ThanosQueryGrpcServerErrorRate #

Thanos Query {{$labels.job}} is failing to handle {{$value | humanize}}% of requests.

Alert Rule
alert: ThanosQueryGrpcServerErrorRate
annotations:
  description: |-
    Thanos Query {{$labels.job}} is failing to handle {{$value | humanize}}% of requests.
      VALUE = {{ $value }}
      LABELS = {{ $labels }}    
  runbook: https://srerun.github.io/prometheus-alerts/runbooks/thanos-query/thanosquerygrpcservererrorrate/
  summary: Thanos Query Grpc Server Error Rate (instance {{ $labels.instance }})
expr: (sum by (job) (rate(grpc_server_handled_total{grpc_code=~"Unknown|ResourceExhausted|Internal|Unavailable|DataLoss|DeadlineExceeded",
  job=~".*thanos-query.*"}[5m]))/  sum by (job) (rate(grpc_server_started_total{job=~".*thanos-query.*"}[5m]))
  * 100 > 5)
for: 5m
labels:
  severity: warning

Here is a runbook for the ThanosQueryGrpcServerErrorRate alert:

Meaning #

The ThanosQueryGrpcServerErrorRate alert is triggered when the rate of gRPC server errors for a Thanos query instance exceeds 5% over a 5-minute period.
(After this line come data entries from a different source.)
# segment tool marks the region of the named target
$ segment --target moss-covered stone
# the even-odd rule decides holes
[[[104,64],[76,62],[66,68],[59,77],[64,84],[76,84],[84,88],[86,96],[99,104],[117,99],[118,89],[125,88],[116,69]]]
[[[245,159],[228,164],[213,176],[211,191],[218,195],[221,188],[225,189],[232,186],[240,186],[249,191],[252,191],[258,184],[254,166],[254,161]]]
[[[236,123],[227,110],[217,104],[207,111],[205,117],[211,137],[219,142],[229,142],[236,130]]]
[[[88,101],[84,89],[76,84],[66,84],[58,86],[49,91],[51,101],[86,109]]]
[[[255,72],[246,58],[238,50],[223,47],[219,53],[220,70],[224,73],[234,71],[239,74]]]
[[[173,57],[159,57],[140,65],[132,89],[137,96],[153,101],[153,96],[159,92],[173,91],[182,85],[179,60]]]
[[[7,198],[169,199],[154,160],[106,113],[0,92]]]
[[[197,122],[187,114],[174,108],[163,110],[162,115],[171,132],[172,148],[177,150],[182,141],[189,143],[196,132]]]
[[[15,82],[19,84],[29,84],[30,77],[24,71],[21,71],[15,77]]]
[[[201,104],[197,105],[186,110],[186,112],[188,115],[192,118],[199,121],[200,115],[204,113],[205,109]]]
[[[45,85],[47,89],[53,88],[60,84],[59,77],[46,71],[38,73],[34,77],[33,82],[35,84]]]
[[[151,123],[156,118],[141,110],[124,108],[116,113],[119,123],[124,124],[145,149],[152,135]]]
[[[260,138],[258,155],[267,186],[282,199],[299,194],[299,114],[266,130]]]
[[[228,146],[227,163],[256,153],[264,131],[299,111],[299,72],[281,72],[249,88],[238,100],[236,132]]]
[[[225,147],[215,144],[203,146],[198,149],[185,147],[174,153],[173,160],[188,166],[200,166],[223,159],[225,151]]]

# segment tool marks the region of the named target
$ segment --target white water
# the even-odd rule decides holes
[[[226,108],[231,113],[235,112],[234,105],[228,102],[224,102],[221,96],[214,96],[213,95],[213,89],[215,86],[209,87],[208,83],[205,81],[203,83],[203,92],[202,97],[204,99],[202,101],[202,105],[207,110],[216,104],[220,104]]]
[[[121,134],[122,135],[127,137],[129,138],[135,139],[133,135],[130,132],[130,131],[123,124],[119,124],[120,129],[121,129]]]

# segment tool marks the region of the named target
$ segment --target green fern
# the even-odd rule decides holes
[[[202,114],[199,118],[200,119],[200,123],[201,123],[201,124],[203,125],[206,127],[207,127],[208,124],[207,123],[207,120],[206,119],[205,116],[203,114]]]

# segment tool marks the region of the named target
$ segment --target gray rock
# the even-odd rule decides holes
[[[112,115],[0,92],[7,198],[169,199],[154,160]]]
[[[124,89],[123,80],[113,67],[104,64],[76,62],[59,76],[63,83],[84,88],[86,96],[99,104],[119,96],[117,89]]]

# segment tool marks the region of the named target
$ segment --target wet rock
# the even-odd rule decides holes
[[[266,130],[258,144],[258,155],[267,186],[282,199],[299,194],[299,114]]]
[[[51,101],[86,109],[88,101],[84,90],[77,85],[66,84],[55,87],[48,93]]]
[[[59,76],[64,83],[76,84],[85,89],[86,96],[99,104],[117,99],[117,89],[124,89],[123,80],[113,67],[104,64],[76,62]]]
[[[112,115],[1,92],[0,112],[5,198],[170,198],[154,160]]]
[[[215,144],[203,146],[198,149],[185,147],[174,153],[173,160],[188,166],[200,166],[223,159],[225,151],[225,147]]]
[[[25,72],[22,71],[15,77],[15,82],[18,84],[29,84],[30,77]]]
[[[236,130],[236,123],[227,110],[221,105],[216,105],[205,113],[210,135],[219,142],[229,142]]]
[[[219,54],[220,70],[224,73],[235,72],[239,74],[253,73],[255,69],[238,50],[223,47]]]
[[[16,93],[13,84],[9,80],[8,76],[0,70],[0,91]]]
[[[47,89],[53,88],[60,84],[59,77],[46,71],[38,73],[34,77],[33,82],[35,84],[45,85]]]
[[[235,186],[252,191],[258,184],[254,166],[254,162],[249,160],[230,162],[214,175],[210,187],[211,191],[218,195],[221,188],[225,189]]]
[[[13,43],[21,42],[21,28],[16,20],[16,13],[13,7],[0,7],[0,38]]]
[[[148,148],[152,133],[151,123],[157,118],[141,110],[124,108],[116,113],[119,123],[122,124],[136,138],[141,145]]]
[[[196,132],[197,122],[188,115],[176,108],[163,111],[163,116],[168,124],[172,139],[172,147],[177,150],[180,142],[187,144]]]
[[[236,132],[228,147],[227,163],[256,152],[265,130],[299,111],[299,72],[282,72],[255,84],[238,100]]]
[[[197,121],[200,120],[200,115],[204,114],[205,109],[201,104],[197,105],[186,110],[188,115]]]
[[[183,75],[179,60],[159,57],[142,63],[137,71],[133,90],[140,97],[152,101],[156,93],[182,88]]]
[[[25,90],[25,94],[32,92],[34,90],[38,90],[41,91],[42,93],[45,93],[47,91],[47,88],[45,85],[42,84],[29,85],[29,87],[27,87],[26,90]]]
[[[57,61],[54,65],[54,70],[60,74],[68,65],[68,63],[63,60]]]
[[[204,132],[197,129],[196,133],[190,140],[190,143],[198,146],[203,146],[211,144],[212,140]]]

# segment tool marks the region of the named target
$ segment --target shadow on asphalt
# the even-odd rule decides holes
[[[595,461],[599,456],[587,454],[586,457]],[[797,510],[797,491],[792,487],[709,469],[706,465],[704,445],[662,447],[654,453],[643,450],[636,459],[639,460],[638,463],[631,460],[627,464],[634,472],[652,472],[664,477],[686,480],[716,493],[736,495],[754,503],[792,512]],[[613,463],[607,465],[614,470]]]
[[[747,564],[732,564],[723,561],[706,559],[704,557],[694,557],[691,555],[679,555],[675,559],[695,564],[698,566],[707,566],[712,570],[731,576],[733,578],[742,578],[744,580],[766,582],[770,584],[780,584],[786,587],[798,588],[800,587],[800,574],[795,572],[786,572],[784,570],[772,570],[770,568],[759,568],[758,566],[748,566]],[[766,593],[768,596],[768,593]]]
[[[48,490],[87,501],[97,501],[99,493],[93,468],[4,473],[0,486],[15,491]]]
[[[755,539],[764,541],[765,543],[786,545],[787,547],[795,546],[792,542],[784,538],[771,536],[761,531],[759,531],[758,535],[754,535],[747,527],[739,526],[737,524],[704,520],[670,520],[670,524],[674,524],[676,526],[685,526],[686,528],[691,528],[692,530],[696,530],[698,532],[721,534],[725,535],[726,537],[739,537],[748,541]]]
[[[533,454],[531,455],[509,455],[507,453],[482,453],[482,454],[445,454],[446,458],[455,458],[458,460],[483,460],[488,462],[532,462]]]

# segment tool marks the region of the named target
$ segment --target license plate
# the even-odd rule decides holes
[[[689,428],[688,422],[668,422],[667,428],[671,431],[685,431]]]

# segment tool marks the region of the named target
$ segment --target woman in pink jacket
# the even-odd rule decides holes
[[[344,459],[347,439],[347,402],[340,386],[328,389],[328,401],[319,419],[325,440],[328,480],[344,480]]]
This alert indicates that the Thanos query instance is experiencing issues handling requests, which can lead to query failures and impact the overall performance of the system.

Impact #

  • Delayed or failed queries
  • Increased latency and response times
  • Potential data loss or inconsistencies
  • Impact on dependent systems and services that rely on Thanos query data

Diagnosis #

To diagnose the issue, follow these steps:

  1. Check the Thanos query instance logs for error messages related to gRPC server errors.
  2. Verify that the Thanos query instance is properly configured and connected to the required dependencies.
  3. Check the system resources (e.g., CPU, memory, disk space) to ensure they are not exhausted.
  4. Investigate recent changes or updates that may have caused the issue.
  5. Review the gRPC server metrics to identify the specific error codes and frequencies.

Mitigation #

To mitigate the issue, follow these steps:

  1. Restart the Thanos query instance to clear any temporary errors.
  2. Check and update the Thanos query configuration to ensure it is correct and up-to-date.
  3. Scale up or optimize system resources (e.g., CPU, memory, disk space) to handle increased load.
  4. Implement retry mechanisms or circuit breakers to handle temporary failures.
  5. Investigate and address any underlying issues or bugs causing the gRPC server errors.

Remember to review the alert annotations and labels for specific details about the affected instance and job, and to consult the Thanos query documentation and logs for further troubleshooting and resolution guidance.